Elite Demokrat Usul SBY Jembatani DPR, MK, dan Pemerintah

Jakarta, virprom.com – Wakil Ketua Umum Partai Demokrat Benny K. Harman menilai Mahkamah Konstitusi (MK), DPR, dan pemerintah membutuhkan arbiter untuk menengahi situasi politik yang memanas belakangan ini.

Benny menilai, yang seharusnya menjadi jembatan adalah Susilo Bambang Yudhoyono (SBY), presiden keenam RI yang menurutnya merupakan tokoh bangsa.

“Oleh karena itu, harus ada yang menengahi, menjadi penengah untuk menyelesaikannya. Kita butuh orang-orang nasional. Mungkin kurang baik, kalau saya bicara mungkin Pak SBY saja lebih dari cukup?” kata Benny saat ditemui di Kompleks Parlemen Hasaniya Jakarta, Kamis (22/8/2024).

Menurut dia, SBY berperan sebagai mediator antara Presiden Joko Widodo, DPR, Mahkamah Konstitusi, Mahkamah Agung, dan KPU.

Baca juga: Alur Konflik MK dan DPR, Ini yang Perlu Anda Ketahui

“Oleh karena itu, kesimpangsiuran yang timbul akibat adu mulut yang intens antar lembaga negara yang ada, terutama di bidang hukum. Mahkamah Agung, Mahkamah Konstitusi, dan pembentuk undang-undang, dalam hal ini DPR,” ujarnya.

Benny mengatakan, harus ada mediator untuk menciptakan lingkungan politik yang kondusif.

Ia menegaskan, situasi politik harus terus berlanjut karena Indonesia kini berada dalam masa transisi politik dari pemerintahan Jokowi ke Prabo Subianto.

“(Sosok mediasi) untuk menciptakan suasana yang mendukung platform politik untuk kepentingan negara dan negara. Lagipula ini adalah hasil transisi politik. Kami ingin transisi ini damai,” kata Bani.

Baca juga: Sayang Mundurnya Jokowi dan Kebangkitan Prabowo Diwarnai Berbagai Protes Politik

Situasi politik kini memanas seiring DPR tiba-tiba melakukan perubahan UU Pilakade pada Rabu (21/8/2024), sehari setelah Mahkamah Konstitusi (KC) memerintahkan uji materi UU Pilakade.

Pada intinya, amandemen tersebut membatalkan keputusan Mahkamah Konstitusi mengenai ambang batas pencalonan pemilu dan persyaratan usia calon kepala daerah.

Pertama, Belg membatalkan putusan MK Nomor 60/PUU-XXII/2024 yang melonggarkan ambang batas pencalonan kepala daerah bagi seluruh partai politik peserta pemilu.

Belg mampu menyiasatinya dengan menerapkan keringanan ambang batas hanya pada partai politik yang tidak memiliki kursi DPRD.

Ambang batas 20 persen kursi DPRD atau 25 persen pemilu sah berlaku bagi partai politik yang menduduki kursi di parlemen.

Belg juga mengelak dari putusan MK Nomor 70/PUU-XXII/2024 tentang usia calon kepala daerah, Belg tetap memegang teguh keputusan MA yang menghitung usia pada saat pengambilan sumpah, bukan pada saat pengambilan sumpah waktu pengangkatan sebagaimana diputuskan MK.
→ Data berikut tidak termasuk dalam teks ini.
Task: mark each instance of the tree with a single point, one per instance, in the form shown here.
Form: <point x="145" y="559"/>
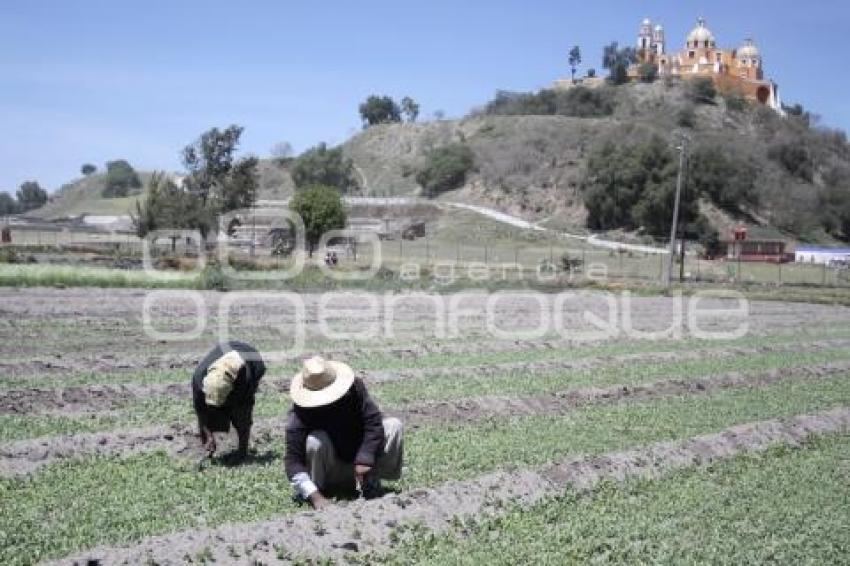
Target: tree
<point x="8" y="204"/>
<point x="282" y="151"/>
<point x="575" y="60"/>
<point x="445" y="168"/>
<point x="702" y="90"/>
<point x="31" y="196"/>
<point x="321" y="209"/>
<point x="617" y="62"/>
<point x="648" y="73"/>
<point x="632" y="185"/>
<point x="725" y="178"/>
<point x="379" y="110"/>
<point x="120" y="178"/>
<point x="410" y="108"/>
<point x="322" y="166"/>
<point x="166" y="207"/>
<point x="219" y="181"/>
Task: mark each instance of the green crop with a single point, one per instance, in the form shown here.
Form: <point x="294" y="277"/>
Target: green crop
<point x="786" y="506"/>
<point x="123" y="499"/>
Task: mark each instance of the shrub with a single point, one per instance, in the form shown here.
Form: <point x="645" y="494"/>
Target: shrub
<point x="322" y="166"/>
<point x="648" y="72"/>
<point x="580" y="102"/>
<point x="120" y="178"/>
<point x="701" y="91"/>
<point x="793" y="155"/>
<point x="445" y="168"/>
<point x="686" y="117"/>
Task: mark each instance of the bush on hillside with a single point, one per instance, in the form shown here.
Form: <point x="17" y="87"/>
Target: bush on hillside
<point x="701" y="91"/>
<point x="120" y="178"/>
<point x="579" y="102"/>
<point x="794" y="156"/>
<point x="445" y="168"/>
<point x="323" y="166"/>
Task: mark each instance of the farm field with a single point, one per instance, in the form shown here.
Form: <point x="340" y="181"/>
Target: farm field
<point x="562" y="442"/>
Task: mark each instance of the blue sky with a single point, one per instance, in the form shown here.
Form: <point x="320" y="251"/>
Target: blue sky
<point x="94" y="80"/>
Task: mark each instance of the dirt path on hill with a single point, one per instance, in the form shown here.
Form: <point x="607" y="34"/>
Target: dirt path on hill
<point x="362" y="527"/>
<point x="26" y="456"/>
<point x="106" y="397"/>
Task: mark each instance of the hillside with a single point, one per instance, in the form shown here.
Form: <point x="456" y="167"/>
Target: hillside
<point x="534" y="165"/>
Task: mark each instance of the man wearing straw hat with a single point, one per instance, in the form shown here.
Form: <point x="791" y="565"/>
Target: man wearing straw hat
<point x="224" y="386"/>
<point x="336" y="437"/>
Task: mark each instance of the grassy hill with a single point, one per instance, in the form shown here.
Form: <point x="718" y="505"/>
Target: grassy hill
<point x="532" y="163"/>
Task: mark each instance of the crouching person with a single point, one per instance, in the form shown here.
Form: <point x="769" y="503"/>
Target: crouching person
<point x="224" y="386"/>
<point x="337" y="440"/>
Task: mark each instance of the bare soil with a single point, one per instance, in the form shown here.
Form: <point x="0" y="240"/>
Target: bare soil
<point x="104" y="397"/>
<point x="361" y="527"/>
<point x="26" y="456"/>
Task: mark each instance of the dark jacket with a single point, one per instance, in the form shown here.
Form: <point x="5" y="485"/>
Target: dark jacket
<point x="354" y="424"/>
<point x="239" y="404"/>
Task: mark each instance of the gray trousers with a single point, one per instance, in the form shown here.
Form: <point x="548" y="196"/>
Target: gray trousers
<point x="327" y="471"/>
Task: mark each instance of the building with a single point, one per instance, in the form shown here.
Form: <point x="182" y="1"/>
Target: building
<point x="742" y="248"/>
<point x="732" y="70"/>
<point x="821" y="255"/>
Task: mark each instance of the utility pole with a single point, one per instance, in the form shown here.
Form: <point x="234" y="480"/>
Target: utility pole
<point x="668" y="273"/>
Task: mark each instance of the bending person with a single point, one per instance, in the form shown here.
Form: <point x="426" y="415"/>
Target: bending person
<point x="224" y="386"/>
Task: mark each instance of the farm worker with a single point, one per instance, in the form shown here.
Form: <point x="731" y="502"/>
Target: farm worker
<point x="223" y="389"/>
<point x="336" y="437"/>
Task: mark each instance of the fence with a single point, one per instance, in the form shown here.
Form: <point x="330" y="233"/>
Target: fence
<point x="499" y="259"/>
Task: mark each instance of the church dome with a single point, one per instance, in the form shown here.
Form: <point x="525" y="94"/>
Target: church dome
<point x="749" y="51"/>
<point x="700" y="34"/>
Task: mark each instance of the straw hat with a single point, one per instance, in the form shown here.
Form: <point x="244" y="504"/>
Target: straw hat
<point x="320" y="382"/>
<point x="218" y="383"/>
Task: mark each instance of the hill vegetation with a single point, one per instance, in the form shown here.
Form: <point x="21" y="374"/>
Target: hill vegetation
<point x="545" y="156"/>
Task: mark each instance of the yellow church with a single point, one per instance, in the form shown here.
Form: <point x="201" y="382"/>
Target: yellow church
<point x="732" y="70"/>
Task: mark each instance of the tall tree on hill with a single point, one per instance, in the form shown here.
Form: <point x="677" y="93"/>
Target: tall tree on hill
<point x="321" y="165"/>
<point x="8" y="204"/>
<point x="120" y="178"/>
<point x="217" y="179"/>
<point x="31" y="196"/>
<point x="379" y="110"/>
<point x="321" y="209"/>
<point x="575" y="61"/>
<point x="617" y="62"/>
<point x="410" y="108"/>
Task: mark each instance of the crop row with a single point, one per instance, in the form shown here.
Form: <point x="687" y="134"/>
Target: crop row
<point x="121" y="500"/>
<point x="398" y="394"/>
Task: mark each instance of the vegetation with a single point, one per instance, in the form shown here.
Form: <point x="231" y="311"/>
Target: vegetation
<point x="323" y="166"/>
<point x="725" y="178"/>
<point x="647" y="73"/>
<point x="784" y="505"/>
<point x="445" y="168"/>
<point x="8" y="204"/>
<point x="580" y="102"/>
<point x="121" y="178"/>
<point x="574" y="61"/>
<point x="379" y="110"/>
<point x="617" y="61"/>
<point x="410" y="108"/>
<point x="701" y="90"/>
<point x="30" y="196"/>
<point x="632" y="185"/>
<point x="321" y="209"/>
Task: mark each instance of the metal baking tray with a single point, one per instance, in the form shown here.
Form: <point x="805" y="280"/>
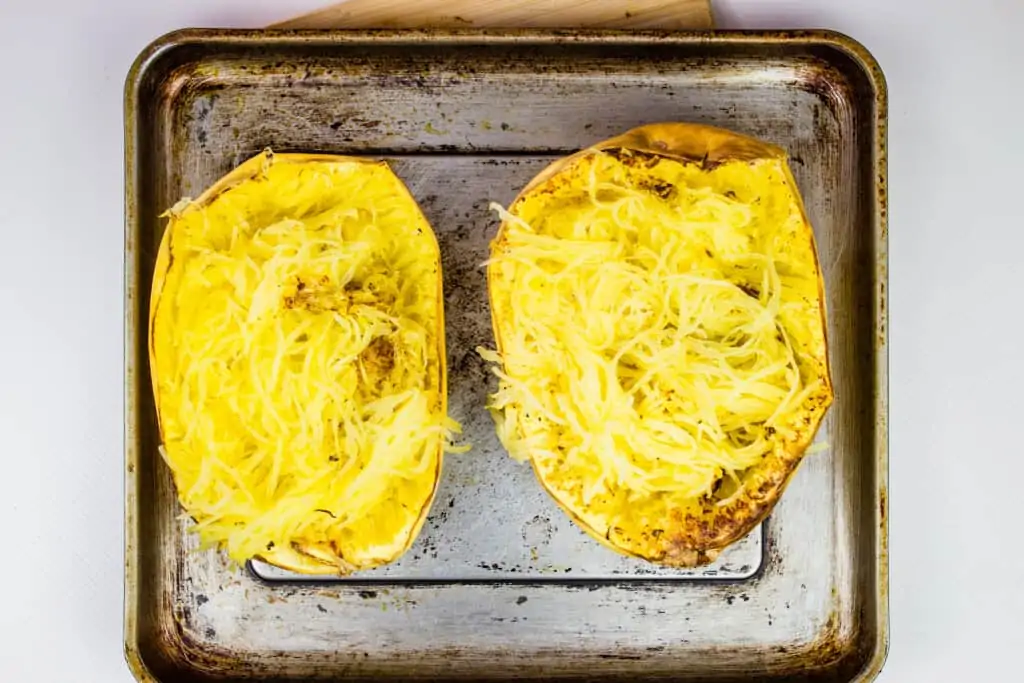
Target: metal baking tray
<point x="501" y="584"/>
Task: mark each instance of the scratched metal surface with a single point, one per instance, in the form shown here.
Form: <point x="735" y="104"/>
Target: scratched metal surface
<point x="501" y="584"/>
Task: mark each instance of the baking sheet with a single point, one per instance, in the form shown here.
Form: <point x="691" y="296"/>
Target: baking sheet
<point x="501" y="583"/>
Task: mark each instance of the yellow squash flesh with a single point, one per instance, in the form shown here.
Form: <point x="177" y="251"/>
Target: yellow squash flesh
<point x="658" y="311"/>
<point x="297" y="357"/>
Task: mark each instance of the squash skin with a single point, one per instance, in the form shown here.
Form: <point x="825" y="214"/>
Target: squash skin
<point x="695" y="534"/>
<point x="321" y="557"/>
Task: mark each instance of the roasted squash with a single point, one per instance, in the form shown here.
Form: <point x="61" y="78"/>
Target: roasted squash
<point x="297" y="359"/>
<point x="659" y="319"/>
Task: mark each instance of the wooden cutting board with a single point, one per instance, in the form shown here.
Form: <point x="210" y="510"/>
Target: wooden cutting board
<point x="507" y="14"/>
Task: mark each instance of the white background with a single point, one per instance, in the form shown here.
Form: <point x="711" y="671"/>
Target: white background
<point x="955" y="74"/>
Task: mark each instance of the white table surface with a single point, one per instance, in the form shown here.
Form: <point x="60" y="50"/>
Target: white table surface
<point x="955" y="74"/>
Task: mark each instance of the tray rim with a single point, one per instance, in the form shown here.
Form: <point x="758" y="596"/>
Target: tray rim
<point x="854" y="50"/>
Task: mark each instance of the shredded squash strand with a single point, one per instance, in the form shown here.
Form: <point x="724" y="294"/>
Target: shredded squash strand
<point x="643" y="335"/>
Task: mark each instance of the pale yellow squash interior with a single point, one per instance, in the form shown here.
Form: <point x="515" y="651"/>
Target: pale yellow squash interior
<point x="297" y="355"/>
<point x="658" y="312"/>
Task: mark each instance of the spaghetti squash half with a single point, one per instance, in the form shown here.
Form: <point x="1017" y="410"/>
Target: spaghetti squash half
<point x="297" y="357"/>
<point x="658" y="311"/>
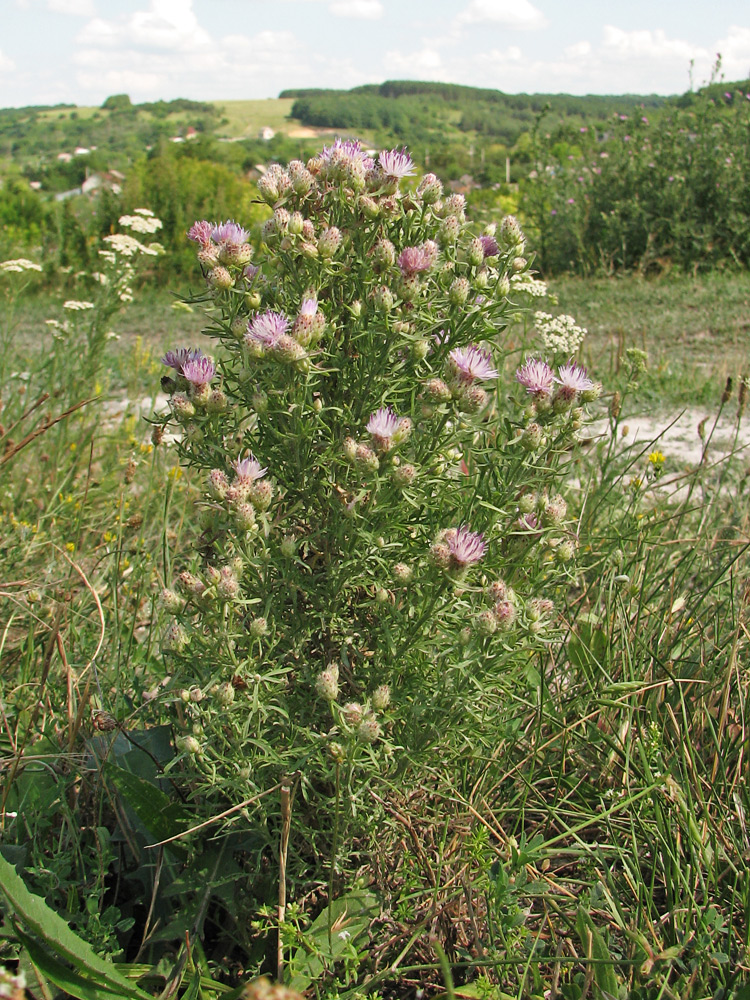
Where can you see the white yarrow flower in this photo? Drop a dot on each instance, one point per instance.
(77, 306)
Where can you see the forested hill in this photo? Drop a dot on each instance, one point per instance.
(413, 109)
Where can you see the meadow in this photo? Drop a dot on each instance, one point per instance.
(451, 699)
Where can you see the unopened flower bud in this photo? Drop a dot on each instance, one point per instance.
(532, 437)
(565, 551)
(505, 615)
(510, 232)
(329, 241)
(219, 277)
(352, 713)
(288, 546)
(244, 517)
(430, 189)
(258, 627)
(225, 694)
(404, 475)
(366, 458)
(458, 292)
(449, 230)
(171, 601)
(528, 502)
(555, 510)
(189, 744)
(409, 288)
(592, 393)
(228, 587)
(260, 494)
(327, 685)
(381, 698)
(181, 406)
(382, 298)
(476, 253)
(487, 622)
(369, 730)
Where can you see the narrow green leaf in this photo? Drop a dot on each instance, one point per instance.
(65, 978)
(351, 916)
(162, 816)
(592, 941)
(48, 927)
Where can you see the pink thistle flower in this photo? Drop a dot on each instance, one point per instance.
(536, 377)
(412, 260)
(199, 371)
(200, 232)
(229, 232)
(179, 358)
(489, 246)
(267, 329)
(383, 424)
(248, 469)
(572, 378)
(396, 163)
(465, 547)
(472, 363)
Baca juga: Keputusan MK Ikuti Gibran Bermanfaat, Bahayanya Jika Ditipu Kaisung

Perubahan UU Pilkada setidaknya mempunyai dua konsekuensi.

Pertama, putra bungsu Presiden Joko Widodo, Kaisang Pangarep, bisa mencalonkan diri sebagai calon gubernur/wakil gubernur jika memenuhi persyaratan usia yang ditentukan dalam revisi UU Pilkada.

Kedua, PDI-P mengancam tidak akan mendapatkan tiket untuk mencalonkan gubernur dan wakil gubernur Jakarta karena kursi di DPRD Jakarta tidak mencukupi, sementara partai politik lain menyatakan dukungannya terhadap duo Ridwan Kamil-Susuwon.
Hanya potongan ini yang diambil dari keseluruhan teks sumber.